Ah, but down at the Halifax Seaport Farmers Market, which dates to 1750, Euen Wallace sees other forces at work.

As crowds filed in on a Saturday morning, Wallace, the operations manager, looked on from an upstairs perch in the market's new building, replete with newfangled energy-saving features. Maybe the real theme of the Titanic story, Wallace said, is the limits of technology.

"As we move forward," he said, "we're constantly building new things that are newer and better and invincible, but something as simple as a block of ice can bring it all tumbling down."

After a brief boom in the aftermath of the movie's initial release, visits to Halifax's Maritime Museum and the city's Titanic cemeteries slowed from a torrent to a trickle, many Haligonians say. And in the local annals of disaster, they sometimes add, Titanic is neither the newest nor the deadliest. It's not even the only White Star ship.

In April 1873, 39 years before the launch of Titanic, the White Star Line's SS Atlantic ran aground and sank near Halifax, killing 562 of 952 aboard, one of the worst steamship accidents of the 19th century.

Five years after Titanic, in December 1917, a World War I munitions ship collided with another vessel in Halifax Harbor, touching off a vast explosion that killed about 2,000 people and injured an estimated 9,000. Massachusetts doctors were among the early emergency teams to reach the site, prompting thankful responses from throughout Nova Scotia.

In September 1998, Swissair Flight 111 crashed into the sea near Peggy's Cove, about 30 miles from Halifax, killing all 229 people aboard.

When the9/11attacks disrupted air traffic throughout North America in September 2001, Halifax Stanfield International Airport took in 40 diverted flights, and the city sheltered about 8,000 passengers for up to four days, prompting thankful responses from throughout the U.S.

In other words, Halifax has seen catastrophe from many angles.
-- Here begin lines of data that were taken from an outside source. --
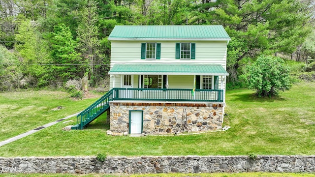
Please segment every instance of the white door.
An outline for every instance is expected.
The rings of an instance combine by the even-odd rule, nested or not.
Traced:
[[[123,88],[133,88],[133,75],[127,75],[122,76]],[[120,95],[122,98],[132,98],[132,90],[121,90]]]
[[[130,112],[130,133],[141,134],[142,129],[142,112]]]

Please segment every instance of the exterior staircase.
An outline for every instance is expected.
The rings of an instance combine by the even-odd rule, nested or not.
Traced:
[[[77,116],[77,124],[71,127],[71,129],[83,130],[85,126],[107,111],[109,109],[109,101],[113,100],[113,93],[114,90],[111,89],[78,114]]]

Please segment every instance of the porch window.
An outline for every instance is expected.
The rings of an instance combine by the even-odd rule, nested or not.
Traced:
[[[141,59],[160,59],[161,44],[146,43],[141,44]]]
[[[212,89],[212,76],[202,76],[202,89]]]
[[[145,75],[143,81],[145,88],[162,88],[162,75]]]
[[[195,59],[195,43],[177,43],[176,50],[176,59]]]

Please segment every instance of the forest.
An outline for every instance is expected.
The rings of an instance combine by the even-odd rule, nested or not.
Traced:
[[[229,87],[242,85],[244,68],[261,55],[313,63],[314,71],[315,6],[313,0],[0,0],[0,91],[106,88],[107,37],[118,25],[222,25],[231,38]]]

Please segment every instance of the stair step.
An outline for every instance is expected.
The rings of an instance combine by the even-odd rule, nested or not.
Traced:
[[[71,127],[71,130],[78,130],[80,129],[80,124],[77,124],[75,125],[73,125],[72,127]]]

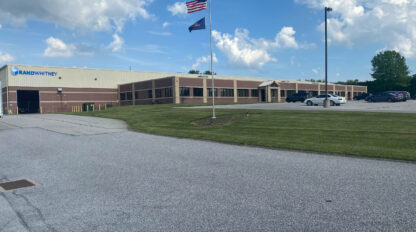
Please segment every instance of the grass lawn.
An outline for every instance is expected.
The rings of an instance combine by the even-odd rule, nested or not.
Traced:
[[[121,119],[139,132],[226,143],[416,161],[416,114],[127,106],[78,115]]]

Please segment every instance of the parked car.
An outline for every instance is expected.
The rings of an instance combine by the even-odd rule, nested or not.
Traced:
[[[368,93],[362,93],[358,96],[354,97],[354,100],[359,101],[359,100],[365,100],[370,94]]]
[[[405,97],[404,91],[387,91],[386,93],[390,93],[393,95],[397,95],[398,101],[407,101],[407,98]]]
[[[398,102],[401,99],[399,94],[384,92],[372,94],[365,100],[368,102]]]
[[[310,93],[296,93],[286,98],[286,102],[304,102],[306,99],[312,97]]]
[[[339,106],[341,104],[347,103],[347,100],[345,100],[345,97],[340,97],[336,94],[328,94],[328,100],[331,106],[335,106],[335,105]],[[323,105],[324,101],[325,101],[325,94],[321,94],[317,97],[306,99],[305,104],[308,106]]]

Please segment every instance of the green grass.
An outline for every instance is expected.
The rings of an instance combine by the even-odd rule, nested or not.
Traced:
[[[416,161],[416,114],[127,106],[78,115],[121,119],[139,132],[226,143]]]

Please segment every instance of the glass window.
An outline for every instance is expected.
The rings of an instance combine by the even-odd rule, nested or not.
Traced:
[[[190,96],[190,94],[189,94],[189,88],[187,88],[187,87],[181,87],[181,88],[179,88],[179,91],[180,91],[180,93],[181,93],[181,97],[189,97]]]
[[[162,89],[156,89],[155,90],[155,95],[156,95],[156,98],[161,98],[162,97]]]
[[[237,94],[239,97],[248,97],[248,89],[239,89]]]
[[[165,89],[165,97],[172,97],[172,88]]]
[[[291,96],[293,96],[293,95],[295,95],[296,94],[296,90],[288,90],[287,91],[287,96],[286,97],[291,97]]]
[[[126,93],[120,93],[120,101],[126,100]]]
[[[218,96],[218,89],[215,88],[214,92],[215,92],[215,96],[217,97]],[[212,97],[212,88],[208,88],[208,96]]]
[[[221,96],[234,97],[234,89],[221,89]]]
[[[203,97],[204,89],[203,88],[194,88],[194,97]]]

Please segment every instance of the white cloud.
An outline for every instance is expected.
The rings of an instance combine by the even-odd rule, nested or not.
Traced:
[[[96,50],[96,48],[88,44],[67,44],[54,37],[49,37],[46,40],[46,45],[47,47],[43,52],[43,55],[46,57],[92,56]]]
[[[283,27],[273,41],[253,39],[247,29],[236,29],[234,35],[213,31],[218,49],[225,54],[228,62],[238,67],[261,69],[269,62],[277,62],[272,51],[285,48],[300,48],[292,27]]]
[[[331,43],[354,47],[381,43],[405,57],[416,56],[416,1],[414,0],[295,0],[322,10],[333,8],[328,22]],[[323,30],[324,24],[320,25]]]
[[[172,35],[172,33],[168,32],[168,31],[149,31],[149,34],[160,35],[160,36],[171,36]]]
[[[75,49],[72,45],[65,44],[62,40],[50,37],[46,40],[47,47],[43,53],[46,57],[71,57]]]
[[[70,29],[121,31],[137,16],[150,18],[153,0],[14,0],[0,1],[0,23],[23,25],[37,20]]]
[[[175,2],[175,4],[168,6],[167,9],[172,15],[184,15],[188,13],[185,2]]]
[[[15,58],[9,53],[0,51],[0,64],[9,63],[14,61]]]
[[[119,52],[121,49],[123,49],[124,40],[119,35],[114,34],[113,35],[113,42],[108,45],[108,48],[111,49],[113,52]]]
[[[213,55],[212,60],[214,61],[214,63],[218,63],[218,59],[217,56]],[[192,69],[197,69],[199,66],[201,66],[204,63],[209,63],[211,62],[211,56],[202,56],[199,57],[198,59],[196,59],[195,64],[192,65]]]

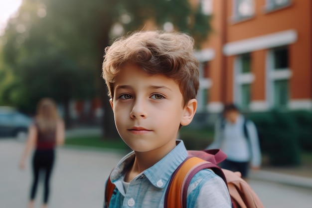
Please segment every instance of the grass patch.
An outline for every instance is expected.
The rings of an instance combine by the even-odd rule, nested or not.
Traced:
[[[79,136],[67,138],[65,144],[120,150],[125,150],[127,148],[126,144],[121,139],[116,140],[104,140],[100,135]]]

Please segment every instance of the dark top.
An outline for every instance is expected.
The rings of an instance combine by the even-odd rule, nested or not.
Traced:
[[[38,123],[35,121],[34,125],[37,129],[37,150],[50,150],[54,149],[56,143],[56,128],[52,130],[43,132],[40,131]]]

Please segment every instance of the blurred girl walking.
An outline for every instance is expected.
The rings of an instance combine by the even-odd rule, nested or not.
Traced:
[[[64,140],[64,125],[59,116],[55,102],[50,98],[43,98],[38,103],[37,114],[28,130],[28,136],[19,163],[23,169],[28,153],[34,148],[32,158],[33,180],[30,189],[28,208],[34,207],[34,199],[39,175],[44,176],[42,208],[47,208],[50,192],[49,182],[53,169],[56,145]]]

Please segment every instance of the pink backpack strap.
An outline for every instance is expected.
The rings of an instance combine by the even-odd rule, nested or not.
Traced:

Tour guide Blair Beed — whose grandfather worked as an undertaker's assistant when the city's curling rink was converted into a makeshift Titanic morgue — likes to mention that when shepherding cemetery visitors.

And, of course, Beed, the author of "Titanic Victims in Halifax Graveyards," has his own ideas about why we're still retelling the tale of the Titanic.

Naturally, he said, movies, celebrity and "women in their gowns getting in the lifeboats and waving goodbye with their silken hankies" are part of the picture. But there were subtle factors too.

For instance, Beed said, because it took time for the ship to sink, "there were survivors who could recall what other people were doing at the time of the sinking." Moreover, he said, "it was a slow news day. There was no war, there was no famine, there were no great disasters other than the Titanic."

And a century later, the great ship's wake continues to ripple.